Le jour suivant, Noham se réveilla bien avant l’aube, sans même attendre que le chant des coqs le tire du sommeil. Il resta un long moment allongé, les yeux ouverts dans la pénombre, écoutant le souffle calme de la ville endormis, les grincements du bois sous les rafales de vent matinal.
Il savait qu’il devait aller au port. Pas pour aider son père. Pas pour livrer des cageots ou porter des planches. Mais pour lui. Pour l’homme au regard étrange.
En sortant, il n’emporta rien, pas même son sac. Il dit simplement à sa mère qu’il devait régler quelque chose avant d’aller au chantier. Elle hocha la tête sans poser de questions. Dans leur quotidien, elle respectait les silences de Noham. Elle lui disait tout simplement de faire attention et qu’elle serait toujours là s’il avait besoin de parler.
Le ciel était encore gris lorsqu’il arriva au quai. La mer s’étirait paresseusement, les filets gouttaient sur les planches trempées, et les bateaux tanguaient doucement à leur ancre. Il scruta les alentours. Rien. Pas d’homme au manteau sombre. Juste les pêcheurs, les vendeuses, les camions bruyants.
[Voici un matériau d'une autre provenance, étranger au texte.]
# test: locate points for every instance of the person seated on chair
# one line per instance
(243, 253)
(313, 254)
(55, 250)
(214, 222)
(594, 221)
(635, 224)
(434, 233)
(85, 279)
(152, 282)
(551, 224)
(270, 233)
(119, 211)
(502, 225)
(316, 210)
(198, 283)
Il s’assit sur une caisse retournée, mains croisées entre les genoux, le regard dans le vide.
Il ne savait pas ce qu’il attendait vraiment. Une explication ? Une révélation ? Ou simplement… une certitude que cet homme le connaissait ?
— Tu es venu, finalement.
La voix le fit sursauter.
Il se retourna. L’homme était là, exactement comme la veille, immobile, les mains dans les poches.
— Je ne savais pas si tu allais venir, murmura-t-il.
— Ne vous emballez pas trop vite. Si le travail que vous me proposez ne me convient pas, je m’en vais. J’ai déjà quelque chose de prévu qui est bien réel et qui me paie vraiment.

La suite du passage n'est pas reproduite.